We finished Seiken Densetsu 3 (would have been Secret of Mana 2 if it had been released in the US), and I have to say I’ve never had such a mood swing during an RPG. I really liked it at first, but by the end I was really bitter and cynical. It think it got a little too SquareSoft-ie on me, with the random unavoidable deaths and erratic difficulty level. The plot also sucked: the Mana Sword is in my heart? The Mana Sword’s purpose is to help me stab it into other people’s hearts. And why were we enabling evil the whole time?
We have a few other co-op games in the ZSNES queue (and still need to finish Champions of Norrath again on the PS2). We may play Chrono Trigger next; despite it not being a co-op game, it’s so beautiful it is pretty fun to just watch.
I won an eBay auction for the sequel to Norrath as well as the first Baldur’s Gate game for PS2. We can port our Norrath players over to the sequel, which might be fun. Or not. We’ll see. To save an e-mail: they’re coming to Prince George.

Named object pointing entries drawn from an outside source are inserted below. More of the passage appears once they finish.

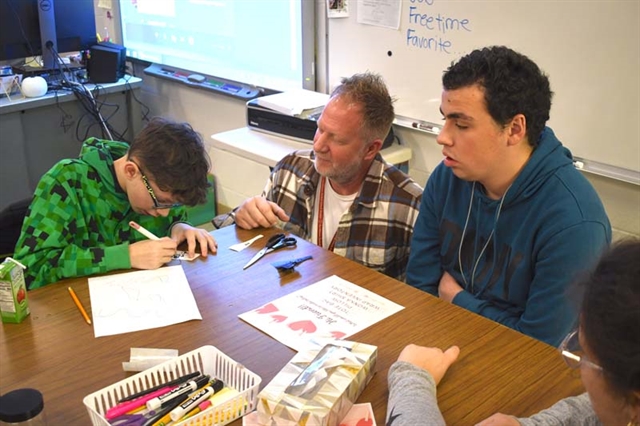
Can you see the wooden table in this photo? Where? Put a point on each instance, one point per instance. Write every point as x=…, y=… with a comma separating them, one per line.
x=55, y=351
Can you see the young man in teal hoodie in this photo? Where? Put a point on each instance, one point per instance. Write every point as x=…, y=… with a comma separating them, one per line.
x=506, y=220
x=78, y=221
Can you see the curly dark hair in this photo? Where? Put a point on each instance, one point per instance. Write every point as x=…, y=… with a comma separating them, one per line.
x=370, y=91
x=173, y=155
x=513, y=84
x=610, y=315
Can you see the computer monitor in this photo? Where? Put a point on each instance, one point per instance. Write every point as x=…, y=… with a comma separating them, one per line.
x=28, y=25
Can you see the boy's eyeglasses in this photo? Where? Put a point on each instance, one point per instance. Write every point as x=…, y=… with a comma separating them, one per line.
x=156, y=204
x=573, y=353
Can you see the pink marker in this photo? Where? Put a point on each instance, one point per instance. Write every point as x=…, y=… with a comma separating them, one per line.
x=125, y=407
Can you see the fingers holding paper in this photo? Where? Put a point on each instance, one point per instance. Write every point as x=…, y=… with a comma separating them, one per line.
x=194, y=236
x=151, y=254
x=258, y=212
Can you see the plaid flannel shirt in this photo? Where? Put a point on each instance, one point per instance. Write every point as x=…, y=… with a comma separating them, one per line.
x=375, y=231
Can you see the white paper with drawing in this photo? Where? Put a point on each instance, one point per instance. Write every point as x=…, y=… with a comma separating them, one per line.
x=329, y=309
x=141, y=300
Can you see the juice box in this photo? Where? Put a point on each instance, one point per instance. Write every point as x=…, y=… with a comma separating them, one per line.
x=14, y=306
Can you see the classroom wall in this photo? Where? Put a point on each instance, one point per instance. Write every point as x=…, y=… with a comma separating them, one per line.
x=238, y=178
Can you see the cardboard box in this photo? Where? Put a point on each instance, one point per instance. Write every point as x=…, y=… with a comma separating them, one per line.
x=14, y=306
x=318, y=387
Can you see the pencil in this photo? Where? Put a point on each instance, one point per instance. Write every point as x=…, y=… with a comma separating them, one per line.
x=143, y=231
x=79, y=305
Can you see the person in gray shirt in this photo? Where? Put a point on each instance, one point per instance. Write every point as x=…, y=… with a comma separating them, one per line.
x=605, y=348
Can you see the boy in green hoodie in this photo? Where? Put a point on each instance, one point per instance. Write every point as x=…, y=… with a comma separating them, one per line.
x=78, y=221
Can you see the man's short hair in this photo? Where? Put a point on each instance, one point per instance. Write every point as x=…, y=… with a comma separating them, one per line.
x=173, y=156
x=369, y=91
x=513, y=84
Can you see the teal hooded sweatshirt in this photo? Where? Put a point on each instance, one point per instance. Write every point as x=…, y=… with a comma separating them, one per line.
x=517, y=260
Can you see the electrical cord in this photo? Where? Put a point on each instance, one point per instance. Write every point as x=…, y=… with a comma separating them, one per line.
x=89, y=103
x=145, y=110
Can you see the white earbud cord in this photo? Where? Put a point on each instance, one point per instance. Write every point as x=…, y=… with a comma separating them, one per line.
x=464, y=231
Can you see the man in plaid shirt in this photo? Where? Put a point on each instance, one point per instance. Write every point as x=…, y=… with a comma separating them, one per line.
x=342, y=195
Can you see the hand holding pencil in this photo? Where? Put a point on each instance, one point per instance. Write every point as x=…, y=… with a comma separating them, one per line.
x=151, y=253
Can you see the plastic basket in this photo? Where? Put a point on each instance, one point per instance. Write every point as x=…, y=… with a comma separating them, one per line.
x=207, y=360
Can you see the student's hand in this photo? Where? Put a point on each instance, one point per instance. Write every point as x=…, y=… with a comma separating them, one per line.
x=257, y=212
x=434, y=360
x=448, y=287
x=499, y=419
x=151, y=254
x=183, y=232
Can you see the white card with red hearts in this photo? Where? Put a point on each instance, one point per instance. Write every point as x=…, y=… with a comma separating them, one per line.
x=330, y=309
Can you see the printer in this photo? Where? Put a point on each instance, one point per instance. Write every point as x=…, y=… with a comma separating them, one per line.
x=292, y=114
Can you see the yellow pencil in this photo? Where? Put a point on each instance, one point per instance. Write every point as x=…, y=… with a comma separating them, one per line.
x=79, y=305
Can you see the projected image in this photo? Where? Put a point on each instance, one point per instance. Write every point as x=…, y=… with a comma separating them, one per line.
x=256, y=42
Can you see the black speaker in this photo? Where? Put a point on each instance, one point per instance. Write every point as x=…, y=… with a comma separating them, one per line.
x=107, y=62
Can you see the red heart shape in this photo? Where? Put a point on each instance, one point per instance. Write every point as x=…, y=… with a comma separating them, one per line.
x=278, y=318
x=305, y=326
x=364, y=422
x=267, y=309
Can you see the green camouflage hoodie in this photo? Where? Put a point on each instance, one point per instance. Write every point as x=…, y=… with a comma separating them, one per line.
x=78, y=221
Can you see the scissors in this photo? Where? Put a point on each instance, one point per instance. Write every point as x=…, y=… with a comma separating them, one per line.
x=276, y=242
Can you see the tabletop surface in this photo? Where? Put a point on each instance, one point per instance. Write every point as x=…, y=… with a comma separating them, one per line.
x=55, y=351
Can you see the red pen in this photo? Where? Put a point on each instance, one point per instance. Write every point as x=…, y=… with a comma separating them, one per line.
x=125, y=407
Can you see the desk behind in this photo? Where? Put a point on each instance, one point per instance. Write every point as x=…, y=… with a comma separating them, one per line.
x=499, y=369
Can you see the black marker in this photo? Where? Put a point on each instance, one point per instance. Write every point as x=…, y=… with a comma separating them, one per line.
x=177, y=381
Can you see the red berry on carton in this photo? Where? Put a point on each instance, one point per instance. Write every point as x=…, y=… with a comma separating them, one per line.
x=14, y=306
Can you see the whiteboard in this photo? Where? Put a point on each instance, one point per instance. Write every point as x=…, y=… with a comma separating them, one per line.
x=589, y=49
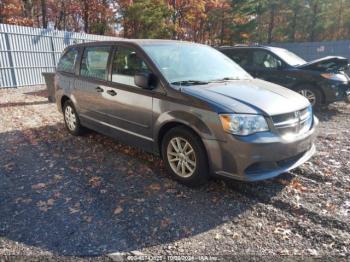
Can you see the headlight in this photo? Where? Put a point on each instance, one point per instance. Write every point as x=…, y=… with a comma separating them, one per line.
x=336, y=77
x=243, y=124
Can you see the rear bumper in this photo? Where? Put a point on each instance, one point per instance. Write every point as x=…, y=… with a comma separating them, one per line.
x=336, y=91
x=260, y=156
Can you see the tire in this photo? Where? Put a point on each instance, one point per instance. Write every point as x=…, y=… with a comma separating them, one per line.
x=186, y=163
x=314, y=95
x=71, y=119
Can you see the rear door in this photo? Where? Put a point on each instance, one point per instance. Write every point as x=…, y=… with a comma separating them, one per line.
x=65, y=73
x=91, y=82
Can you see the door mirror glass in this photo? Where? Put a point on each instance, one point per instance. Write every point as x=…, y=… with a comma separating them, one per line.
x=143, y=80
x=264, y=59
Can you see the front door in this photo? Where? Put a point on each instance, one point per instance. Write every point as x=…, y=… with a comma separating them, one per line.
x=128, y=107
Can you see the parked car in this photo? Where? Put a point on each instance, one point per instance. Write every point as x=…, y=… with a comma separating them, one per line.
x=188, y=103
x=321, y=81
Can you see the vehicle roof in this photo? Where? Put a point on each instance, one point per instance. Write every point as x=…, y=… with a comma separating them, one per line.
x=140, y=42
x=270, y=48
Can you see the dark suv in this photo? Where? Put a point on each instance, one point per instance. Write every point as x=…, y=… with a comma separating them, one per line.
x=322, y=81
x=187, y=102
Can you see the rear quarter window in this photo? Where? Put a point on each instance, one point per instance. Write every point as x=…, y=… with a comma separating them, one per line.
x=95, y=61
x=67, y=61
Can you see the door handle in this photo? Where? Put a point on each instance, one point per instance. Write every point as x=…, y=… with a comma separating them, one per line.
x=99, y=89
x=111, y=92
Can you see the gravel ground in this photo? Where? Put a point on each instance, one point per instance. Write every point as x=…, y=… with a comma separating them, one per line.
x=88, y=196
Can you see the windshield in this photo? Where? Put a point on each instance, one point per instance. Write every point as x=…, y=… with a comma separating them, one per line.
x=289, y=57
x=194, y=63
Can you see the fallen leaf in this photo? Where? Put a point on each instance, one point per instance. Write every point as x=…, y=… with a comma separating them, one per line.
x=164, y=223
x=118, y=210
x=38, y=186
x=95, y=181
x=154, y=187
x=73, y=210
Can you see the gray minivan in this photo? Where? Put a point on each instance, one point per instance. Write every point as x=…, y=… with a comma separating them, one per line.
x=188, y=103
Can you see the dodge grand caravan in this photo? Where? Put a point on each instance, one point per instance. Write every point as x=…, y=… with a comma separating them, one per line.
x=187, y=102
x=322, y=81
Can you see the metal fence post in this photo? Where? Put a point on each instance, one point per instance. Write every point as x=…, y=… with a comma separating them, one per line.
x=53, y=51
x=11, y=64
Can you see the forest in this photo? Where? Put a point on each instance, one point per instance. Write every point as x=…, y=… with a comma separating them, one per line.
x=214, y=22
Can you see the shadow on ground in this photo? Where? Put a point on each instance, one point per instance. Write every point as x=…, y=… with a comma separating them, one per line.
x=91, y=195
x=327, y=113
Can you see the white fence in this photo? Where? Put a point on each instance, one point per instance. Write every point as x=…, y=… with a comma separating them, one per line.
x=26, y=52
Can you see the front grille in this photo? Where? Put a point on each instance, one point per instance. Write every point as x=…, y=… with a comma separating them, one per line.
x=294, y=123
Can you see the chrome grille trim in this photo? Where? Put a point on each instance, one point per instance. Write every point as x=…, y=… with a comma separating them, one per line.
x=294, y=123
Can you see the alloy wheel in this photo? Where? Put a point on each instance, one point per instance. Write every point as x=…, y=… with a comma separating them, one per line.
x=181, y=157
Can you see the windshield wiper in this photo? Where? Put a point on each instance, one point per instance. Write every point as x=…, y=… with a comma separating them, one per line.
x=189, y=82
x=224, y=79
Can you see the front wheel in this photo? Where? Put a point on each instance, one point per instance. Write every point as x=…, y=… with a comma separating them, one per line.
x=312, y=94
x=185, y=156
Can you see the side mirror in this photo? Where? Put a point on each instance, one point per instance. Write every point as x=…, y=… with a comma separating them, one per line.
x=144, y=80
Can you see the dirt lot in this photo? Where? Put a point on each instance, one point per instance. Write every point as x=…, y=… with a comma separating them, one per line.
x=90, y=195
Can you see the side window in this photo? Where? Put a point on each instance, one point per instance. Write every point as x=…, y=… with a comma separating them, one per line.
x=265, y=59
x=126, y=63
x=239, y=56
x=67, y=61
x=94, y=62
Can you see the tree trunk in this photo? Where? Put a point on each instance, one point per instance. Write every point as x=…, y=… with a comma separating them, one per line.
x=43, y=13
x=294, y=24
x=313, y=22
x=340, y=18
x=271, y=24
x=222, y=27
x=28, y=8
x=86, y=16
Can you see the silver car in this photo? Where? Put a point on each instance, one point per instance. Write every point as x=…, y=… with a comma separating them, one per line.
x=190, y=104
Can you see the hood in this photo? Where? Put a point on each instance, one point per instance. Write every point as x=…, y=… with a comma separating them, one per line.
x=249, y=96
x=327, y=64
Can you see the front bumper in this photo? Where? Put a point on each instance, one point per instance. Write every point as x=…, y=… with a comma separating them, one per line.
x=260, y=156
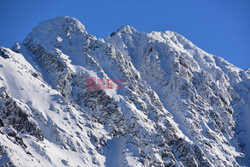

Oh, our little dysfunctional supply chain…
5/22/2009 #
Laptops and Stuff
The laptop is once again re-done. I learned my lesson about resizing partitions on a computer that very much likes and needs its virtual memory. It’s running much better. I still get random DNS errors, but I think I was just spoiled to running a caching DNS server from home for so long.
On that subject, I am more and more convinced that running a consumer router with Tomato or some other alternative firmware is the best route to go for home network infrastructure. A caching DNS server on the LAN improves reliability so much as opposed to using the goofball ISP DNS servers. It also gives you the opportunity to slipstream local network names for fixed IPs so you can call your computers by name without using NetBIOS.
And on that subject, watching a Samba NetBIOS log is like reading a Senate transcript. The protocol provides for literally having elections between the computers to decide who will be the authority on the domain.
I can’t bring myself to replace the Sony right before Windows 7 comes out. I would rather ride the SP0 rollercoaster than purchase a license of Vista in mid-2009.